Bitcoin is more likely to plummet to $10,000 than soar again above $30,000 following the recent downturn in the market, according to the results of a survey published Monday.
The world’s leading cryptocurrency by market cap was trading at $20,371 on Monday, down about 2.3%. The token hasn’t been at $10,000 since September 2020.
But 60% of investors say they expect to see the digital coin fall to that level in the days ahead, according to the Bloomberg’s MLIV Pulse survey conducted from July 5 through July 8.
Conversely, just 40% are bullish on bitcoin and expect it to hit $30,000 again, according to the survey based on responses from 950 investors.
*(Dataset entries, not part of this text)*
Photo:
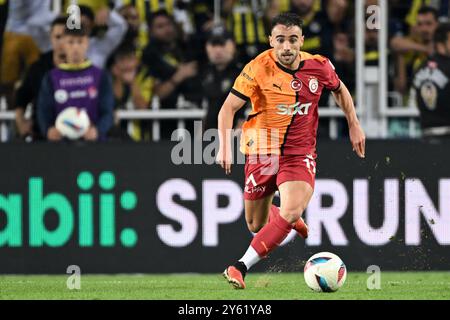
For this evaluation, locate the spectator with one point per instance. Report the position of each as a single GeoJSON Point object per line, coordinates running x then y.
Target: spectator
{"type": "Point", "coordinates": [4, 6]}
{"type": "Point", "coordinates": [19, 53]}
{"type": "Point", "coordinates": [432, 86]}
{"type": "Point", "coordinates": [29, 89]}
{"type": "Point", "coordinates": [419, 44]}
{"type": "Point", "coordinates": [79, 84]}
{"type": "Point", "coordinates": [169, 60]}
{"type": "Point", "coordinates": [102, 46]}
{"type": "Point", "coordinates": [318, 39]}
{"type": "Point", "coordinates": [33, 18]}
{"type": "Point", "coordinates": [177, 9]}
{"type": "Point", "coordinates": [131, 16]}
{"type": "Point", "coordinates": [124, 75]}
{"type": "Point", "coordinates": [413, 50]}
{"type": "Point", "coordinates": [218, 76]}
{"type": "Point", "coordinates": [246, 20]}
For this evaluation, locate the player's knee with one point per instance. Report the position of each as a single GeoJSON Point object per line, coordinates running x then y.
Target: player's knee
{"type": "Point", "coordinates": [254, 226]}
{"type": "Point", "coordinates": [292, 215]}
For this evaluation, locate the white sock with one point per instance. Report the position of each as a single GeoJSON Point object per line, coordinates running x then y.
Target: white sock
{"type": "Point", "coordinates": [250, 258]}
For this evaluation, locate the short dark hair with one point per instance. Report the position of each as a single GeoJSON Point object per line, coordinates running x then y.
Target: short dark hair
{"type": "Point", "coordinates": [427, 10]}
{"type": "Point", "coordinates": [59, 21]}
{"type": "Point", "coordinates": [157, 14]}
{"type": "Point", "coordinates": [76, 32]}
{"type": "Point", "coordinates": [87, 12]}
{"type": "Point", "coordinates": [442, 32]}
{"type": "Point", "coordinates": [287, 19]}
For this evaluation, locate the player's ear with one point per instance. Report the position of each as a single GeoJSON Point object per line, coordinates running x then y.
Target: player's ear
{"type": "Point", "coordinates": [302, 40]}
{"type": "Point", "coordinates": [270, 41]}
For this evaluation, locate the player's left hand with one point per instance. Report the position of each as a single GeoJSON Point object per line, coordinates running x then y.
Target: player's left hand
{"type": "Point", "coordinates": [358, 140]}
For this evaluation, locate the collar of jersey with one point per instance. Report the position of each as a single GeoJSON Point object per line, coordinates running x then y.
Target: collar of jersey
{"type": "Point", "coordinates": [290, 71]}
{"type": "Point", "coordinates": [75, 67]}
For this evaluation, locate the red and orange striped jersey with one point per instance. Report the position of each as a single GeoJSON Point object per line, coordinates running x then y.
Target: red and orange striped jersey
{"type": "Point", "coordinates": [284, 115]}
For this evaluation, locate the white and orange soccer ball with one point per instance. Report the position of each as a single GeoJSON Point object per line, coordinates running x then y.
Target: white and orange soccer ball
{"type": "Point", "coordinates": [73, 123]}
{"type": "Point", "coordinates": [325, 272]}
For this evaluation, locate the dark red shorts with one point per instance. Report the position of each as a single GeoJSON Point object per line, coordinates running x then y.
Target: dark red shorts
{"type": "Point", "coordinates": [264, 173]}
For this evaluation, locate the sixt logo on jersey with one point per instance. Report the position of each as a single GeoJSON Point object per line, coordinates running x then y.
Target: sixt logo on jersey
{"type": "Point", "coordinates": [292, 110]}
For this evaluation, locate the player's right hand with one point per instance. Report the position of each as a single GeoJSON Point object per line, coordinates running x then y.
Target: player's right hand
{"type": "Point", "coordinates": [223, 158]}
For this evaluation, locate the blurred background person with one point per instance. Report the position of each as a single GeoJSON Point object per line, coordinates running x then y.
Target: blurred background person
{"type": "Point", "coordinates": [29, 89]}
{"type": "Point", "coordinates": [218, 76]}
{"type": "Point", "coordinates": [102, 45]}
{"type": "Point", "coordinates": [246, 20]}
{"type": "Point", "coordinates": [432, 86]}
{"type": "Point", "coordinates": [124, 71]}
{"type": "Point", "coordinates": [171, 62]}
{"type": "Point", "coordinates": [18, 54]}
{"type": "Point", "coordinates": [33, 18]}
{"type": "Point", "coordinates": [78, 83]}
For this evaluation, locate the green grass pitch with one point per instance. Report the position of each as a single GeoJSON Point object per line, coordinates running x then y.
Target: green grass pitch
{"type": "Point", "coordinates": [285, 286]}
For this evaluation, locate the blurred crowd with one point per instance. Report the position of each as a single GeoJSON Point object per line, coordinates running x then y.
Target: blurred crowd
{"type": "Point", "coordinates": [166, 54]}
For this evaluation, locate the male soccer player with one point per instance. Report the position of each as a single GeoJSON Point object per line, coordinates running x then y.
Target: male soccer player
{"type": "Point", "coordinates": [284, 86]}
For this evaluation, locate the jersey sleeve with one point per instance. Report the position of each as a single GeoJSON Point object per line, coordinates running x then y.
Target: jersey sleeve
{"type": "Point", "coordinates": [330, 79]}
{"type": "Point", "coordinates": [245, 85]}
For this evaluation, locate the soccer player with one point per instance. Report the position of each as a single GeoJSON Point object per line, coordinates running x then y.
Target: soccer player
{"type": "Point", "coordinates": [284, 86]}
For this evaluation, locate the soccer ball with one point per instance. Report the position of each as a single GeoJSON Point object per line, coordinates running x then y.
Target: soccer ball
{"type": "Point", "coordinates": [325, 272]}
{"type": "Point", "coordinates": [73, 123]}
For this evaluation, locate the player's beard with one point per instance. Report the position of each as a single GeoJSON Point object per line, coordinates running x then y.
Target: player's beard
{"type": "Point", "coordinates": [287, 60]}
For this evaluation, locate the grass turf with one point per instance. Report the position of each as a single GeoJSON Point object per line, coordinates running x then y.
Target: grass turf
{"type": "Point", "coordinates": [288, 286]}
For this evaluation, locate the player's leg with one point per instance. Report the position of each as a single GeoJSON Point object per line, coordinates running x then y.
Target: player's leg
{"type": "Point", "coordinates": [257, 212]}
{"type": "Point", "coordinates": [256, 215]}
{"type": "Point", "coordinates": [295, 196]}
{"type": "Point", "coordinates": [259, 190]}
{"type": "Point", "coordinates": [300, 226]}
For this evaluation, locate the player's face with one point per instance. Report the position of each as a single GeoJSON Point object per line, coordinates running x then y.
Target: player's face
{"type": "Point", "coordinates": [56, 38]}
{"type": "Point", "coordinates": [287, 42]}
{"type": "Point", "coordinates": [163, 29]}
{"type": "Point", "coordinates": [76, 48]}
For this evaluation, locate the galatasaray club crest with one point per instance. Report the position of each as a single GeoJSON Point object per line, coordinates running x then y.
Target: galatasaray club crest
{"type": "Point", "coordinates": [296, 84]}
{"type": "Point", "coordinates": [313, 85]}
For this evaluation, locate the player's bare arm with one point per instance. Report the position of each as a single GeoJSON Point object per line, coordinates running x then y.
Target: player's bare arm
{"type": "Point", "coordinates": [357, 137]}
{"type": "Point", "coordinates": [225, 120]}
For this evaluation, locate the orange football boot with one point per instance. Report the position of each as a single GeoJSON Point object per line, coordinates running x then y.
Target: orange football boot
{"type": "Point", "coordinates": [301, 228]}
{"type": "Point", "coordinates": [234, 276]}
“It’s very easy to be fearful right now, not only in crypto, but generally in the world,” Jared Madfes, a partner at venture firm Tribe Capital, told the outlet.
Cryptocurrencies have plummeted in recent months as investors shift their money to safe havens in response to the Federal Reserve’s interest rate hikes and mounting geopolitical tensions that have rattled markets. Bitcoin is down about 70% since hitting its all-time high of $69,000 last November.
Retail and institutional investors alike remain deeply polarized regarding the long-term value of cryptocurrencies. Some 28% of investors had strong confidence that cryptocurrencies were a transformational development in the world of finance, while 20% said the tokens are essentially worthless, according to Bloomberg.
Nearly a quarter of retail investors (24%) said cryptocurrencies were all garbage, while 27% said they were open-minded but skeptical and 22% said they were skeptical but were invested in the sector anyway.
As The Post reported in May, a recent crash in crypto prices has triggered panic among average investors who poured their savings into bitcoin – with some fearful that the downturn would cost them their homes.
The onset of “crypto winter” has also triggered a liquidity crisis among prominent trading and lending platforms in the sector, some of which have already imploded or, like BlockFi, were forced to seek outside funding to stay afloat.
The downturn has forced a wave of layoffs among major platforms, including CoinBase and the Winklevoss twins’ Gemini.
“We appear to be entering a recession after a 10+ year economic boom,” Coinbase CEO Brian Armstrong said in a note to employees last month. “A recession could lead to another crypto winter, and could last for an extended period.”